“Patient engagement” is a buzz word that, in some ways, reveals how far away much of the health care system has strayed from truly serving patients. Most doctors are used to thinking about things like “compliance” and “adherence.” For example, are patients taking their medication as prescribed? But think of how much more powerful this question is: What would motivate my patient to take this prescription?
Patients are not used to being asked what they want to accomplish for their own health. Yet, a new movement is changing things. Health care systems large and small are trying to get patients involved, not only in their own self-care, but also in the way health care systems, clinics, and doctors provide care. For individuals seeing a doctor, a partnership looks something like the doctor and patient determining the best treatment together. Health systems and clinics could involve patients as advisers, or even have them co-leading quality improvement efforts with staff members.
One Health Affairs article describes “Patients, families, their representatives, and health professionals working in active partnership at various levels across the health care system – direct care, organizational design and governance, and policy making – to improve health and health care.” The patient engagement movement is really rethinking the way health systems provide care.
Some organizations have already turned the care model on its head, such as Central City Concern, an organization providing solutions for homelessness. Because its clinic serves a homeless population, it has rethought how to interact with its patients from the ground up compared to a traditional medical center. While not every approach they use is possible in other clinics (or for that matter applicable to every population), looking at such a specialized populace is a great illustration of how the typical clinic set-up has many inherent barriers to connecting with patients.
Rachel Solotaroff is the Chief Medical Officer at Central City Concern, and at the last Alternative Payment & Care Model learning collaborative, she described their approach. To make people feel more at home, the clinic has a fluid physical layout in which patients are free to move and the walls are filled with art. The staff reflect the served community so they can recognize them from time on the streets. Because of Central City’s population, they provide “trauma-informed” care. A critical piece of this approach is to always let the patient feel they have a choice. When people with a history of trauma are put in a position of having no choice, even about something simple like an appointment time, it can retrigger the trauma. So everyone, including the front desk staff, is trained to give choices at each interaction. Now, take a step a step back. Wouldn’t all patients want choices in their care, clinical staff that reflect themselves, and a physical environment that makes them feel welcome?
Rachel also talked about some techniques they use to humanize the providers and the medical appointment experience. In the inner-city clinic, they don’t wear white coats and doctors use their first names only. When a doctor wants to address a medical issue, he or she asks for permission to talk about it. They ask to touch or physically examine a patient. When a patient first comes into the clinic, they are not required to fill out a long medical history. (There are several intake forms required out of necessity.) Rachel starts the first appointment by asking, “What do you want from the clinic?” Then the medical history unfolds over the course of many visits to the clinic.

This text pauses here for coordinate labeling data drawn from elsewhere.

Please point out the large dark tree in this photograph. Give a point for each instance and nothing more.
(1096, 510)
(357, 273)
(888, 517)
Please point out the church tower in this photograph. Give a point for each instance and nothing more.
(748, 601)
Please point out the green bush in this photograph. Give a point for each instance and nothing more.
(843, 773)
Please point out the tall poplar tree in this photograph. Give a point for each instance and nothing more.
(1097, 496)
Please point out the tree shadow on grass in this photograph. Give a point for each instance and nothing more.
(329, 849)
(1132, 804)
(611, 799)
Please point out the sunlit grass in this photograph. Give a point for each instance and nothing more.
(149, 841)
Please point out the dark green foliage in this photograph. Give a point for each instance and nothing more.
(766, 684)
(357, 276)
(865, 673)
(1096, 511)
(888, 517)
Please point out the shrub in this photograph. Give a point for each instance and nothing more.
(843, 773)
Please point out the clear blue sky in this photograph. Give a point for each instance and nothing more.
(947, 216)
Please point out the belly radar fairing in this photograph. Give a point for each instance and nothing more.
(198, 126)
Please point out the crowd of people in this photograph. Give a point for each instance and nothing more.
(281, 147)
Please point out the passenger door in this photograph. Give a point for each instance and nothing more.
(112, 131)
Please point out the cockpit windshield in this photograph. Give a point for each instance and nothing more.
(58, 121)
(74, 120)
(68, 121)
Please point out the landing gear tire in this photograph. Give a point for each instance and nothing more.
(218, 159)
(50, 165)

Rachel has patients recap the visit and any instructions, and then uses their own words in the after visit summary.
Compare this to the typical medical setting, which often gathers an individual’s social and medical history through 2-3 rounds of questioning at the first visit (i.e., pre-visit paperwork, a questionnaire in the lobby, and an interview with the provider). In community clinics, doctors describe being worried that a patient will not return, citing transportation issues or work conflicts as barriers to seeking medical care. Because of this risk, they often want to get a patient’s whole medical history at the first visit. The patient engagement perspective, however, suggests that people should be motivated to come back by being allowed and encouraged to take part in their own care. An arsenal of information is not an end in itself; the goal is good health. Clinicians get at good health by building trust. Rachel’s approach of asking as few questions as possible during the first visit might help people feel more engaged, and ultimately give a clinic information that is more reliable.
Of course, some of the Central City techniques would not work well in other places. For example, some immigrant communities would find the lack of white coats insulting because it is considered too casual. But the bigger picture is that space, staffing, and communication style all work together to set people up for an empowered, low-barrier encounter. A patient encounter really comes down to what information and self-care motivation someone walks away with.

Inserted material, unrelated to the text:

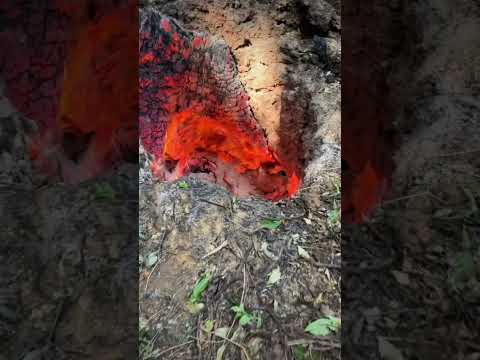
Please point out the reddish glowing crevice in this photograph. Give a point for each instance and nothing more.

Many clinics and health systems think of patient engagement as a nice-to-have thing rather than central to their success. They are focused on important health outcomes and quality measures. If you flip around the perspective, however, it is easy to see how things like access, communication, and partnership could completely change health outcomes. By using a health care visit to solidify a sense of partnership, rather than gather information and dispense advice, health care providers might just inspire patients towards better health.
 Carman, Kristin; Dardess, Pam; Maurer, Maureen; Sofaer, Shoshanna, Adams Karen; Bechtel, Christine; Sweeney, Jennifer. “Patient and Family Engagement: A Framework for Understanding The Elements And Developing Interventions and Policies.” Health Affairs 32 No.2 (2013 223-231).